Falling into step with the boy, Thisman draws close and whispers in a voice only for him. Says, “I wish I had a little boy just like you. I wish you were my own,” and the boy believes it, every single word (From “Lost and Found” 1).
How can he think of anything but the devastation of Pompeii, the prosperous town covered in twenty feet of white ash when he stands before the fifteen students in his eleven o’clock class? (From “Cicero Waiting” 68).
The two boys are fighting inside of me. I can feel them doing it, making a commotion, sapping all of my energy. I make it to the bathroom and slap a wet washcloth over my forehead, dragging it down over my eyes and cheeks as I try to do deep breathing. Now I see hollows and shadows in my face where before I saw only beauty.

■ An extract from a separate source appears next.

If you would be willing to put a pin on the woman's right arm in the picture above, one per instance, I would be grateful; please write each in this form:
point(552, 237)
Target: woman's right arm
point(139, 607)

I am worn (From “A Cup of my Time” 105).
While loss is, of course, the overarching theme which unifies all the stories in the collection, Gautier’s eponymous story, “The Loss of All Lost Things,” contains the most lamentable loss of all—the loss of a child. This story follows the parents of a missing boy who show us that dealing with loss is a process that doesn’t have guidelines or endings. There is no correct or incorrect behavior. There is only action or there is inaction. Both are necessary and tragic. The parents begin by putting up posters. “They count his absence in days, the way parents count the age of infants in months, hoping the incremental tallying will somehow make time slow down, make the seconds add up less quickly.” They avoid coming home then they never leave the house. They forget how to raise their other son. They feel guilty for grieving, for watching television, for being alive. They make plans to start again, though they know they never can.
One last word of warning before ordering the book from Elixir Press:
Upon completing “The Loss of All Lost Things,” you too may feel as though you’ve let something breeze by before your eyes, like a feather that slips through your fingers, like time you can’t get back. Gautier says it best in “A Brief Pause”: “They clear their throats, struggling to make themselves seem unaffected, but if you listen, you can hear how hard it is to let go.”